From 367e5ed1dd1694feb560af49ee17fbf3c6274c9f Mon Sep 17 00:00:00 2001
From: Cathy Wong <cathy.wong@huawei.com>
Date: Wed, 1 Dec 2021 19:42:56 -0500
Subject: [PATCH] MD UT: Use pytest.mark.forked for profiling tests

---
 tests/ut/python/dataset/test_profiling.py     | 58 ++++++++--------
 .../dataset/test_profiling_startstop.py       | 13 ++--
 .../profiler/parser/test_minddata_analyzer.py | 68 ++++++++++---------
 3 files changed, 72 insertions(+), 67 deletions(-)

diff --git a/tests/ut/python/dataset/test_profiling.py b/tests/ut/python/dataset/test_profiling.py
index 4e26cd4a662..9c623efdd8c 100644
--- a/tests/ut/python/dataset/test_profiling.py
+++ b/tests/ut/python/dataset/test_profiling.py
@@ -18,6 +18,7 @@ Testing profiling support in DE
 import json
 import os
 import numpy as np
+import pytest
 import mindspore.common.dtype as mstype
 import mindspore.dataset as ds
 import mindspore.dataset.transforms.c_transforms as C
@@ -41,6 +42,7 @@ file_name_map_rank_id = {"test_profiling_simple_pipeline": "0",
                          "test_profiling_seq_pipelines_repeat": "9"}
 
 
+@pytest.mark.forked
 class TestMinddataProfilingManager:
     """
     Test MinddataProfilingManager
@@ -53,9 +55,9 @@ class TestMinddataProfilingManager:
         # Get instance pointer for MindData profiling manager
         self.md_profiler = cde.GlobalContext.profiling_manager()
 
-        self._PIPELINE_FILE = "./pipeline_profiling"

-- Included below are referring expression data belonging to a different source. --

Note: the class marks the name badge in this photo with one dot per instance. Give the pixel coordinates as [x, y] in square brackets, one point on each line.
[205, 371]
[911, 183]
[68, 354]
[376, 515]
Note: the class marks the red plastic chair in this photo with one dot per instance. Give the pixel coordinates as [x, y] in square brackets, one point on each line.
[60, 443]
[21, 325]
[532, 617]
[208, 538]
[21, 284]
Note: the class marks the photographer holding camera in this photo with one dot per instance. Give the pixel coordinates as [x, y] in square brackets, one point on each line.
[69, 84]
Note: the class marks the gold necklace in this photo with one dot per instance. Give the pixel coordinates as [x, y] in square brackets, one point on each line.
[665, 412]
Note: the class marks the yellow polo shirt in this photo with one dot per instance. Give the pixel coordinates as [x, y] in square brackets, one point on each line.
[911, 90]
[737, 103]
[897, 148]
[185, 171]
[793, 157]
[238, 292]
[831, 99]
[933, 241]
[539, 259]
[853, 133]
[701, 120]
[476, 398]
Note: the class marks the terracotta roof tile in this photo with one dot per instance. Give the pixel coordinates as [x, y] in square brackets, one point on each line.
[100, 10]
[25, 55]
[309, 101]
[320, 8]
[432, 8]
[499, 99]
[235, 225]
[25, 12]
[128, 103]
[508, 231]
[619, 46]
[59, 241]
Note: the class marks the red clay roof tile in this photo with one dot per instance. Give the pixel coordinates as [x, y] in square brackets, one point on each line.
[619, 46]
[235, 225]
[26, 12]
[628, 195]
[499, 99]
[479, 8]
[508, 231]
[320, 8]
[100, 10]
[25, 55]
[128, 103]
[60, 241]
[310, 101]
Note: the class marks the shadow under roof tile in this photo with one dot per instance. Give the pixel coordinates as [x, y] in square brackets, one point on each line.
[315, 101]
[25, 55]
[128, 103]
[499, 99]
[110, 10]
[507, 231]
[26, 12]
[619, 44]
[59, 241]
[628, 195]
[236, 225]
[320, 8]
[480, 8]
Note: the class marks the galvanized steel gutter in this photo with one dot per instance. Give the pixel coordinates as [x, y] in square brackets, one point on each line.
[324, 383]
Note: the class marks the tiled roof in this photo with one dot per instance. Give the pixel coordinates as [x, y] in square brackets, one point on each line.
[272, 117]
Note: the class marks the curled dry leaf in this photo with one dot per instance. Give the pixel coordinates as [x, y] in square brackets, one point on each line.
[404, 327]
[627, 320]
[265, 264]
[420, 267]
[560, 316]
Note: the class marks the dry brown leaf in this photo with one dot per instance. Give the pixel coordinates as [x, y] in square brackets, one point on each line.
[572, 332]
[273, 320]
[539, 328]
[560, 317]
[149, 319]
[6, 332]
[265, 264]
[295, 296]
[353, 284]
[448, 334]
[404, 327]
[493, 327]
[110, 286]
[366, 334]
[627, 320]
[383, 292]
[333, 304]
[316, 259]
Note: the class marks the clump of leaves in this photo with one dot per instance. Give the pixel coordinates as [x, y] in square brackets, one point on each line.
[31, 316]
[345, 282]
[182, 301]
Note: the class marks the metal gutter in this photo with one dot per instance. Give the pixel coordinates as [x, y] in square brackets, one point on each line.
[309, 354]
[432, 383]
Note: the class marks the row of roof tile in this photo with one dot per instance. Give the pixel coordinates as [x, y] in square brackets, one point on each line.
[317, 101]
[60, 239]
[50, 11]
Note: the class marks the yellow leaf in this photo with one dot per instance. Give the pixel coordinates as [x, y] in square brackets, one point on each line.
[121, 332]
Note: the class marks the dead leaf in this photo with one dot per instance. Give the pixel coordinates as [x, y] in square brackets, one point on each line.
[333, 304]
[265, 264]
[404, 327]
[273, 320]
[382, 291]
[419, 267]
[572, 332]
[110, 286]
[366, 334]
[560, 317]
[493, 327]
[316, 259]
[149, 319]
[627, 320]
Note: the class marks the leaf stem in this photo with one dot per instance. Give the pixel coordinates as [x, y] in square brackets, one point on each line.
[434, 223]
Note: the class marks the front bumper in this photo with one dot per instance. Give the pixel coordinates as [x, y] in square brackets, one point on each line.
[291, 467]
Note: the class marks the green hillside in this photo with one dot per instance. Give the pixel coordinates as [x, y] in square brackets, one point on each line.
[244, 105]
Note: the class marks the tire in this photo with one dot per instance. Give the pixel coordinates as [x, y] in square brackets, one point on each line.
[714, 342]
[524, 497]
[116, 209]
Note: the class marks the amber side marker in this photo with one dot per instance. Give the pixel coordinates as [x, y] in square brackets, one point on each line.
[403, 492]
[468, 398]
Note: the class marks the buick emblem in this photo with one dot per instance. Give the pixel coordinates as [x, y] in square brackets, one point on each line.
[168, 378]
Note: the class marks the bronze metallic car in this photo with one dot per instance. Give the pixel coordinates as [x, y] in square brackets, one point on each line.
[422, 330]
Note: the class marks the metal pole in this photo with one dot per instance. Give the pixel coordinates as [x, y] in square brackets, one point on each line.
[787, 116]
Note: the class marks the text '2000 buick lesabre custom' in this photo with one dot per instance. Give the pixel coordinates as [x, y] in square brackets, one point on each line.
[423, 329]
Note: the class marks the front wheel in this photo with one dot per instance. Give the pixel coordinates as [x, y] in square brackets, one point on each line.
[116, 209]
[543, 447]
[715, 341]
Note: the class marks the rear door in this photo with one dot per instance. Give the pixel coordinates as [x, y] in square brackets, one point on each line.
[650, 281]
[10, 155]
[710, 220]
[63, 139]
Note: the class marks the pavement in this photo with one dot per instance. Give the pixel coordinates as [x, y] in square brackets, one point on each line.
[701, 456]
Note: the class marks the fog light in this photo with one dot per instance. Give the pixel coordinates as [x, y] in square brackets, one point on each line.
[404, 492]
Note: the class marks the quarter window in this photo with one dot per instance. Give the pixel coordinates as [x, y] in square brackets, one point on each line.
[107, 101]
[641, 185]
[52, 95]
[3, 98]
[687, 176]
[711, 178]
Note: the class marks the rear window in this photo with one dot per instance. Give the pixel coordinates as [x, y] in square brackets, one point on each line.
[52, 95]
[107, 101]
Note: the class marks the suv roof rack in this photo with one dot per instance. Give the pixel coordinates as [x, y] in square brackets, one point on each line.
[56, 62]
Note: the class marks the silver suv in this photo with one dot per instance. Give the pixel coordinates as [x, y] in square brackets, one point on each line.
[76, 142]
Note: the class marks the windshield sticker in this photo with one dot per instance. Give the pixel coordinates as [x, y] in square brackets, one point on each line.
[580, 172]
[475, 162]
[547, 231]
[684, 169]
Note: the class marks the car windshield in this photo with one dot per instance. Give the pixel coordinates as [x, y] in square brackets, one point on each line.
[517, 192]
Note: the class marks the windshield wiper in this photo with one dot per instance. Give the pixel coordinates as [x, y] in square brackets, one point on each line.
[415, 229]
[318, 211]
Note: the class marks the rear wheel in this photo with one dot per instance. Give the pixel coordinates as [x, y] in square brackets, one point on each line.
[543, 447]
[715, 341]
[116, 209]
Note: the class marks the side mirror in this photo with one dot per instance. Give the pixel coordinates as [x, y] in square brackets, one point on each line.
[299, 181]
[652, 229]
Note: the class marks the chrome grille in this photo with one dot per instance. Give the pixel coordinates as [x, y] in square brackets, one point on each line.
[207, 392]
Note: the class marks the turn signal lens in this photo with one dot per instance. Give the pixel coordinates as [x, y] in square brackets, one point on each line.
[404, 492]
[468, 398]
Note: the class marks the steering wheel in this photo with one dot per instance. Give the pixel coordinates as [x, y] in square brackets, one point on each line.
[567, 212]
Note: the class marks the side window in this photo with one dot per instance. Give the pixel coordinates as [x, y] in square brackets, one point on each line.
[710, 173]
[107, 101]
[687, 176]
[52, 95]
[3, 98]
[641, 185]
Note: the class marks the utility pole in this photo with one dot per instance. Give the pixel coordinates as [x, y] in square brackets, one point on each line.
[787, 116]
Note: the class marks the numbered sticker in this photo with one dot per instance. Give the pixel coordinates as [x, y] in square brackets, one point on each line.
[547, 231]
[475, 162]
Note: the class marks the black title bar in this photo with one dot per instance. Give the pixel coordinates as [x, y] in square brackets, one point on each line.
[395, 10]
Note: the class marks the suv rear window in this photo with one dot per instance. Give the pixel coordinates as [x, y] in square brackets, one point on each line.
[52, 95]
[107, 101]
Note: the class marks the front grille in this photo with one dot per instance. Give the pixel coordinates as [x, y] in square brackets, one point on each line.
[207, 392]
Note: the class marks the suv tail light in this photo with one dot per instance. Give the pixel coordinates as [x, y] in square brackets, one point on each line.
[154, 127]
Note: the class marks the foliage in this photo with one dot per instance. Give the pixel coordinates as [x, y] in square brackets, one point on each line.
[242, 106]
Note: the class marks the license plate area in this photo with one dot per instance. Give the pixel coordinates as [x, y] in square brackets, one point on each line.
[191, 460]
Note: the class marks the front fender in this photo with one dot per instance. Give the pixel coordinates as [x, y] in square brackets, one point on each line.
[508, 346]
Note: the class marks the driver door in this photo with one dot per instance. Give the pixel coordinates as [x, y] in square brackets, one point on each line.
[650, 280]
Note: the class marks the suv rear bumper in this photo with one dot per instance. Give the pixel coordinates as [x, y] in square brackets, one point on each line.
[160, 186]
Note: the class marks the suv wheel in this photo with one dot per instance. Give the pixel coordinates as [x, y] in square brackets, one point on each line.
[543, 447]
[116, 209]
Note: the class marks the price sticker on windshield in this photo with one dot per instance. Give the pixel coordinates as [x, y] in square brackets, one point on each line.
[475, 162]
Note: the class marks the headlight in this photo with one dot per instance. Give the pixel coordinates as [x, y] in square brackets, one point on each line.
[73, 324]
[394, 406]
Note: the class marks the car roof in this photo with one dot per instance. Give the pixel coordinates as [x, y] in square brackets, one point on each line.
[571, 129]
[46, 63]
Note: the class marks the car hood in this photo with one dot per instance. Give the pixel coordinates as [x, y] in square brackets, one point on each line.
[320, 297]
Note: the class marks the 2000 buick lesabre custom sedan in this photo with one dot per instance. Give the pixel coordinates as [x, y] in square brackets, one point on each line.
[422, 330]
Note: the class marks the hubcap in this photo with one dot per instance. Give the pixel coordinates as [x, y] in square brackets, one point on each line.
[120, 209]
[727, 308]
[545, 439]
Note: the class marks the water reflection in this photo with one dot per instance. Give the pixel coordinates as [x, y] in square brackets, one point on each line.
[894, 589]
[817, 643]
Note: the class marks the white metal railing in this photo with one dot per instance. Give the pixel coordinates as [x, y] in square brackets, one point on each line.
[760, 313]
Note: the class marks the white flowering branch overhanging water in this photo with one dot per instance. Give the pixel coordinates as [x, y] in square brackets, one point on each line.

-        self._CPU_UTIL_FILE = "./minddata_cpu_utilization"
-        self._DATASET_ITERATOR_FILE = "./dataset_iterator_profiling"
+        self._pipeline_file = "./pipeline_profiling"
+        self._cpu_util_file = "./minddata_cpu_utilization"
+        self._dataset_iterator_file = "./dataset_iterator_profiling"
 
     def setup_method(self):
         """
@@ -64,9 +66,9 @@ class TestMinddataProfilingManager:
         file_name = os.environ.get('PYTEST_CURRENT_TEST').split(':')[-1].split(' ')[0]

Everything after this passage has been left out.